Tumor‐derived extracellular vesicles (EVs) function as critical mediators in selective modulation of the microenvironment of distant organs to generate a pre‐metastatic niche that facilitates organotropic metastasis. Identifying the organ‐specific molecular determinants of EVs can develop potential anti‐metastatic therapeutic targets. In the current study, large oncosomes (LOs), atypically large cancer‐derived EVs, are found to play a crucial role in facilitating bone‐tropic metastasis of hepatocellular carcinoma (HCC) cells by engineering an osteoclastic pre‐metastatic niche and establishing a vicious cycle between the osteoclasts and HCC cells. Transmembrane protein, VAMP‐associated protein A (VAPA), is significantly enriched on LOs surface via direct interaction with LOs marker αV‐integrin.

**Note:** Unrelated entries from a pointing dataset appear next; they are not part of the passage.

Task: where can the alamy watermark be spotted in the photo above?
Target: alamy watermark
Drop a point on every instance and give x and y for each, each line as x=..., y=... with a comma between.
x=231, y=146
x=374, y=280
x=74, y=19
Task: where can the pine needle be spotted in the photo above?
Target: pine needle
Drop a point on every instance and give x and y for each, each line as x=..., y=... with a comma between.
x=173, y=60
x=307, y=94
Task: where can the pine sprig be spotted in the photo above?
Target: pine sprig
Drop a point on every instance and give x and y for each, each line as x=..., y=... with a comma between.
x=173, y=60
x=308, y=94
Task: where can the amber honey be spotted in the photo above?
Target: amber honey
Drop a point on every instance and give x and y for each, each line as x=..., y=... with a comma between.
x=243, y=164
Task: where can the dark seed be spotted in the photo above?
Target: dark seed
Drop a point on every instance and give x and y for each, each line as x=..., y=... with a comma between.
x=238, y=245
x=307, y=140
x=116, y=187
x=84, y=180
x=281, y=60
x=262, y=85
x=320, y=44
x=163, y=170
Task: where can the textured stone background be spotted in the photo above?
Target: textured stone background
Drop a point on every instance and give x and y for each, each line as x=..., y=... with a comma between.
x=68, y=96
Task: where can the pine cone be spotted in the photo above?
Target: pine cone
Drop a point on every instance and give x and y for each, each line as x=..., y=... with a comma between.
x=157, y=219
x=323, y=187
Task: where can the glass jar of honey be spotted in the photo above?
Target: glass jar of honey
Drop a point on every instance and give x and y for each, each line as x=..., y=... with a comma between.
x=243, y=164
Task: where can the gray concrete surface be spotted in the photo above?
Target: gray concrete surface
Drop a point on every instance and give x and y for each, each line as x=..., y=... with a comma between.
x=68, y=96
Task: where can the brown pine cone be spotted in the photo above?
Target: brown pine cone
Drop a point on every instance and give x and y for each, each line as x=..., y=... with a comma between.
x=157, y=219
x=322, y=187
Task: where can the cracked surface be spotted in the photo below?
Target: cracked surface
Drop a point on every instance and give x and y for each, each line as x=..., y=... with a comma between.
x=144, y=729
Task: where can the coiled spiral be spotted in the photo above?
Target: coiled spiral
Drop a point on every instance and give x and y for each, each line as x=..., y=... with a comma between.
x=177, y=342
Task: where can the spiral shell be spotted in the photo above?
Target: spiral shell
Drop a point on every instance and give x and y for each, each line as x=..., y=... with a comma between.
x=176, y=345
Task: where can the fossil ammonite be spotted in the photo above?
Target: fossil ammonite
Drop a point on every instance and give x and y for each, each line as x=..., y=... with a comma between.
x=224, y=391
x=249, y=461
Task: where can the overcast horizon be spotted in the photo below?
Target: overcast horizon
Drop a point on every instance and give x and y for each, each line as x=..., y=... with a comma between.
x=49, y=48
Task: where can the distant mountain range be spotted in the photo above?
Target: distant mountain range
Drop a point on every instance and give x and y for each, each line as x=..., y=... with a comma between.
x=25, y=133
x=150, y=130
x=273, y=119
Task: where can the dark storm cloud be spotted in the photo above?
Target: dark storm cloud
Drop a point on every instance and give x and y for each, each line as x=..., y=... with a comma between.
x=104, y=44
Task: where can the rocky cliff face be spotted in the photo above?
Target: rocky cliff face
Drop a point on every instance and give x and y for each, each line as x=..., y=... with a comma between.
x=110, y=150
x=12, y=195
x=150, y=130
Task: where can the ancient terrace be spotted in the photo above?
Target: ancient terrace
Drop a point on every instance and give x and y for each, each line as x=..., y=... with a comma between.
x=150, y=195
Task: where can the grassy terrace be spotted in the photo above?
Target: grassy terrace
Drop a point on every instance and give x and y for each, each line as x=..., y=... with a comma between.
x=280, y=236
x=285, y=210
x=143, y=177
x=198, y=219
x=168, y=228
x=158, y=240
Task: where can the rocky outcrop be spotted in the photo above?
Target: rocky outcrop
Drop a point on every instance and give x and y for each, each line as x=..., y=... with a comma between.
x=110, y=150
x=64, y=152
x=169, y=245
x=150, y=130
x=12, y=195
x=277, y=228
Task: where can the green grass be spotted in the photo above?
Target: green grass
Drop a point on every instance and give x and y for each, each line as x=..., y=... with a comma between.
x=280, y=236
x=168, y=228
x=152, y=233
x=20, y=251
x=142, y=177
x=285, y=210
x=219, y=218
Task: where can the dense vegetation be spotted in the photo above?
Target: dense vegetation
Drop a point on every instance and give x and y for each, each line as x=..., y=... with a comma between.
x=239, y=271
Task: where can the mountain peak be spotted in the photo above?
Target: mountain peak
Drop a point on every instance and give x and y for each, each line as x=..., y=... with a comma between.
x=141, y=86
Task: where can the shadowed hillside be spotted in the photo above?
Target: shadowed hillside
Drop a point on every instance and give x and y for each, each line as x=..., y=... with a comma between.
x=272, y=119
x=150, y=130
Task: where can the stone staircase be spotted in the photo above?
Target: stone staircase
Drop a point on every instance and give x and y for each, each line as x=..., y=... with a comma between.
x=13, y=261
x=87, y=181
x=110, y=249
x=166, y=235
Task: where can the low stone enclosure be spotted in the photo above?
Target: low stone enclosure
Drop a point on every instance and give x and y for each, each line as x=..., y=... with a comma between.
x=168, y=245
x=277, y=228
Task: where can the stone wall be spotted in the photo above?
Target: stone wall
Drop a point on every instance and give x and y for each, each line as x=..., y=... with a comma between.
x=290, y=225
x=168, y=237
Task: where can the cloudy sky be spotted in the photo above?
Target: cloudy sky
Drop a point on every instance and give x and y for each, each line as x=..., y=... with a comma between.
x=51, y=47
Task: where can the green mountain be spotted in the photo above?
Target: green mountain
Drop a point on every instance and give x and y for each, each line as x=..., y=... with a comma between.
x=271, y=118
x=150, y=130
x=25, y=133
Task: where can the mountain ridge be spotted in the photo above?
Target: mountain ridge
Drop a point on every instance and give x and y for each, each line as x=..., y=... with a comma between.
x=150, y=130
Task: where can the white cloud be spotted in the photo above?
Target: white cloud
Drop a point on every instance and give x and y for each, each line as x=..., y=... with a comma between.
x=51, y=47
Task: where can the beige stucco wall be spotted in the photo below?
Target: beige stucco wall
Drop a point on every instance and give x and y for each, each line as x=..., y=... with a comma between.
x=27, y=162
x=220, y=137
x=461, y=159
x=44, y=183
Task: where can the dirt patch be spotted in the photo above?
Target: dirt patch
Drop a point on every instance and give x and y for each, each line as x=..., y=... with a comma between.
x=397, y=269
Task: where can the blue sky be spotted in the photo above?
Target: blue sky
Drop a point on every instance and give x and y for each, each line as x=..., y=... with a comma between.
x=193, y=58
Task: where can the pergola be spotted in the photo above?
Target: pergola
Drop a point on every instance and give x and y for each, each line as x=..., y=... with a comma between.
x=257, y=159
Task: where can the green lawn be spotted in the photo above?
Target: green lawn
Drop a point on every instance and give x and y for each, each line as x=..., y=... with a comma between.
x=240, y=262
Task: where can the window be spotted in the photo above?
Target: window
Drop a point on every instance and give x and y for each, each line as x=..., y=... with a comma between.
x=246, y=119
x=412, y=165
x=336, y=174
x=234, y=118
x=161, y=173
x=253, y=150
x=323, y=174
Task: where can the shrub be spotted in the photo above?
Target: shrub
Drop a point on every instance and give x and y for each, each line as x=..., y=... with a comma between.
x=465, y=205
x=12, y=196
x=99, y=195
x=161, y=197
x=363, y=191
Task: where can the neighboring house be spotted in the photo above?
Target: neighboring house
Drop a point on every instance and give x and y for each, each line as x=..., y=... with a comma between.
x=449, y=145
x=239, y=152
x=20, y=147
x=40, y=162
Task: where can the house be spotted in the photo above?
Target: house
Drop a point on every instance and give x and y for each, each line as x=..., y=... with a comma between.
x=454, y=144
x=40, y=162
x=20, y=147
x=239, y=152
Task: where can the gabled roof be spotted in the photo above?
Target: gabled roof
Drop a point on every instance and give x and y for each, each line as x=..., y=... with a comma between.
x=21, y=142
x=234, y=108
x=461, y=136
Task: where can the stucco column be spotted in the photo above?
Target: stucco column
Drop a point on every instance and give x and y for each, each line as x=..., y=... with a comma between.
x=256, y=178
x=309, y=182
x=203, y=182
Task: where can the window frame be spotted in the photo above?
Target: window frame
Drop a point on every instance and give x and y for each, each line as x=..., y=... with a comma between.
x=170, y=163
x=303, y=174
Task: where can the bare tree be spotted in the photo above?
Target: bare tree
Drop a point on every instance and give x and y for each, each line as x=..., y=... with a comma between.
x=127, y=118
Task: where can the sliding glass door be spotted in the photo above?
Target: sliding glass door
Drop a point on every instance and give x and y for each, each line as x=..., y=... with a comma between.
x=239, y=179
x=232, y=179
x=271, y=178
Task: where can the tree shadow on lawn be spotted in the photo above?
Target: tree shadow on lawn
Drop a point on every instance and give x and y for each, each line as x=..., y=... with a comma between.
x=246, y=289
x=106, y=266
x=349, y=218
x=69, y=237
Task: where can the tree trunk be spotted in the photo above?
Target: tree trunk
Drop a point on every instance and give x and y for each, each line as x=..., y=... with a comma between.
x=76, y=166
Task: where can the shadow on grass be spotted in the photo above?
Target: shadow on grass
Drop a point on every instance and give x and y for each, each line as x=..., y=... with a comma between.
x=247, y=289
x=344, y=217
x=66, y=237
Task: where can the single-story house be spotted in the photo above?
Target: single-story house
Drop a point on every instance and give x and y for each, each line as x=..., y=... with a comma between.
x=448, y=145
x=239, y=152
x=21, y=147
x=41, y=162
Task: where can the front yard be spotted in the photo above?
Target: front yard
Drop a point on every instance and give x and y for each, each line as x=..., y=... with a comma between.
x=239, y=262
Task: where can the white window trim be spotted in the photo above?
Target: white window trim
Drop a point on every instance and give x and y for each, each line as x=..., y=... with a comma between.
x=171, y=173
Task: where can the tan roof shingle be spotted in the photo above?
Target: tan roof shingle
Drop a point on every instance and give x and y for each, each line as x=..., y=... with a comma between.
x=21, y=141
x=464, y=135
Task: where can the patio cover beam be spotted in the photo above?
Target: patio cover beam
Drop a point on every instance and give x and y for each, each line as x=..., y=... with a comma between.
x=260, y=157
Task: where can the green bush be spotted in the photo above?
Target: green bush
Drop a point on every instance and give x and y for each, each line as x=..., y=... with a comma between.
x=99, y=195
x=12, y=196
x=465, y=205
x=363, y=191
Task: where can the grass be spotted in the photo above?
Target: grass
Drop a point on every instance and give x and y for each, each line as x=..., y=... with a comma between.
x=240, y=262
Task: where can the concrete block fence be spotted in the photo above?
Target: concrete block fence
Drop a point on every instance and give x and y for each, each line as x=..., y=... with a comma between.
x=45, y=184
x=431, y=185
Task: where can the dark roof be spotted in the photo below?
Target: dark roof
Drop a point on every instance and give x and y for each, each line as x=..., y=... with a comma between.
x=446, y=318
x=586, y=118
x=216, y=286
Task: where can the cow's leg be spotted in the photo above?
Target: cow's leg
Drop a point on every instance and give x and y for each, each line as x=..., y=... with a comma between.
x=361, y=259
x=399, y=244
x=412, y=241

VAPA‐enriched LOs‐induced pre‐metastatic education transforms the bone into a fertile milieu, which supports the growth of metastatic HCC cells. Mechanically, LOs‐delivered VAPA integrates to plasma membrane of osteoclasts and directly interacts with and activates neural Wiskott–Aldrich syndrome protein (N‐WASP) via dual mechanisms, consequently resulting in ARP2/3 complex‐mediated reorganization of actin cytoskeleton in osteoclasts and osteoclastogenesis. Importantly, treatment with N‐WASP inhibitor 187‐1‐packaged LOs (LOs/187‐1) dramatically abolishes the inductive effect of VAPA‐enriched LOs on pre‐metastatic niche formation and precludes HCC bone metastasis. These findings reveal a plausible mechanism for bone‐tropism of HCC and can represent a potential strategy to prevent HCC bone metastasis. Hepatocellular carcinoma (HCC)‐derived VAMP‐associated protein A (VAPA)‐enriched large oncosomes (LOs) facilitate bone metastasis (BM) via engineering an osteoclastic pre‐metastatic niche. LOs‐delivered VAPA directly activates neural Wiskott–Aldrich syndrome protein (N‐WASP) to promote ARP2/3 complex‐mediated actin cytoskeleton remolding in pre‐osteoclasts, consequently resulting in osteoclast differentiation and activation. Importantly, LOs‐packaged N‐WASP inhibitor significantly abrogates the educative effect of VAPA‐enriched LOs on HCC‐BM, which represents a potential strategy to prevent HCC‐BM.